Pour l’effet de serre
Finissons-en ! Que le champ du développement durable recouvre enfin l’ensemble des domaines de l’activité humaine ! Car si sa dilution dans l’écologie globale du monde marquera sa victoire, au moins peut-on espérer qu’elle annoncera également sa mort comme idéologie moralisatrice. Non que les combats qu’elle mène aujourd’hui ne nécessitent quelque héroïsme bienvenu, mais les visions manichéennes qu’elle suscite font aussi obstacle à son propre accomplissement. D’un côté, les vertueux pionniers, hérauts de la préservation de la planète s’opposant au néopoujadisme de professionnels arriérés (architectes et commanditaires confondus). De l’autre, les dangereux Khmers verts oppressant des gens pétris de bon sens sous le joug de réglementations délirantes. La réalité ne se situe pas entre les deux. Disons plutôt que toutes ces attitudes se confrontent sur les grands et petits théâtres des polémiques.
La complexité croissante du monde ne peut évidemment pas faire, aujourd’hui, l’économie d’une régulation sans cesse plus pointue. Mais l’accumulation de réglementations s’avérant un frein à l’innovation en matière de développement durable, c’est le principe même de ces règles, leur mode d’application et d’intervention sur le réel, qu’il faut réinventer. L’extension des limites et de la densité du réseau au sein duquel évolue chaque construction rend la tâche du législateur de plus en plus ardue. Notre enquête de ce mois-ci sur les matériaux du développement durable le confirme. Le nombre de variables qui permettent de définir le degré de vertu d’un produit est tel qu’il met au défi celui qui cherche à le certifier selon les normes préétablies. On sait que sa valeur « durable » en un lieu, un temps et une quantité donnés pourra être totalement différente, voire opposée en d’autres lieu, temps et quantité. C’est donc tout le réseau des contraintes déterminant le projet d’architecture qui s’étend et se complexifie sans cesse.
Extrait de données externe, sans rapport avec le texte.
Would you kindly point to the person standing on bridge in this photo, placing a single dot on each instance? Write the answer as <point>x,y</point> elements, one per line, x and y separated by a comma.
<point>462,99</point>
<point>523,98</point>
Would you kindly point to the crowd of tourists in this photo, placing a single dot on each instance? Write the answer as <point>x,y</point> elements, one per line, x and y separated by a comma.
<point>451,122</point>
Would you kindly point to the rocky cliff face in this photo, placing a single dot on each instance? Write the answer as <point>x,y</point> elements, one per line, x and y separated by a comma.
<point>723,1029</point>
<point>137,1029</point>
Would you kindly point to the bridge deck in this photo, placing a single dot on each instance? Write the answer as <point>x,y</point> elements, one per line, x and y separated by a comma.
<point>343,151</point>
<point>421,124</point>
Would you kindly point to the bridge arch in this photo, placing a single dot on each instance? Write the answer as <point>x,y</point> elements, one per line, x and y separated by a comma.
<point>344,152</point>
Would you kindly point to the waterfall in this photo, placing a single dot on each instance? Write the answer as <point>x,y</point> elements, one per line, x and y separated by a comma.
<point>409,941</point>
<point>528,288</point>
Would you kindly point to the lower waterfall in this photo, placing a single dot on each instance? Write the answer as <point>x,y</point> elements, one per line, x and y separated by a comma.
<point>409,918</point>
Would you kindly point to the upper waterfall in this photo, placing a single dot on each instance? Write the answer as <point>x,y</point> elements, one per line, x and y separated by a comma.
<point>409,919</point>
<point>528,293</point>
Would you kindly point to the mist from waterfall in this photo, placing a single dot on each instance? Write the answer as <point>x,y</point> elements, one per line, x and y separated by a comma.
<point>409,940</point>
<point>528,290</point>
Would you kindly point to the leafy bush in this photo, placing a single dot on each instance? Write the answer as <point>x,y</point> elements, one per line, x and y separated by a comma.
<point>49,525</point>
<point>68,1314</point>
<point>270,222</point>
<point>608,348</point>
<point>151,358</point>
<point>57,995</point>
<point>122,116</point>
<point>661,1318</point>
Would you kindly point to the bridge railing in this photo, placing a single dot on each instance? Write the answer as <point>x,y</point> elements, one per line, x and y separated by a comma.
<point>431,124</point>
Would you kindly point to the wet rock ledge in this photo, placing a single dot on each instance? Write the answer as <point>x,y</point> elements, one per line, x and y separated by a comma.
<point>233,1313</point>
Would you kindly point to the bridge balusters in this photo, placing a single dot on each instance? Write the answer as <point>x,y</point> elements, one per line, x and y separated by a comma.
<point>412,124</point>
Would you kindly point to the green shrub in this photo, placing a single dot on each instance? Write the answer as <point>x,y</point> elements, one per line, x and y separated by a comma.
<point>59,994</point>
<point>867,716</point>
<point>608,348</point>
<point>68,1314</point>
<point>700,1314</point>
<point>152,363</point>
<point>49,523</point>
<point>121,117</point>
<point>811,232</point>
Paradoxalement, si le caractère spécifique de chaque opération s’en trouve accru, l’accélération des mutations de son environnement (social, économique, sanitaire, technique, géostratégique…) exige d’elle une forte capacité d’adaptation. Mais celle-ci requiert de l’indéterminé, des qualités génériques qui s’opposent à sa spécificité. C’est donc bien, sans pour autant perdre la maîtrise de sa mise en œuvre, au-delà du bâtiment lui-même qu’il nous faut aujourd’hui tracer des voies. Ce « beyond building » de la dernière Mostra de Venise que certaines des figures les plus en vue de l’aristocratie architecturale semblent avoir traité avec un certain cynisme. Si, en 2006, Patrick Bouchain était un peu en avance sur le sujet, cette année, le travail d’Anne Lacaton et Jean-Philippe Vassal aurait sans doute mérité une meilleure place dans le débat. Qu’importe, nous retrouverons les deux architectes bordelais fin novembre à Paris pour une légitime exposition qui, espérons-le, fera carburer les méninges… sans gaz à effet de serre.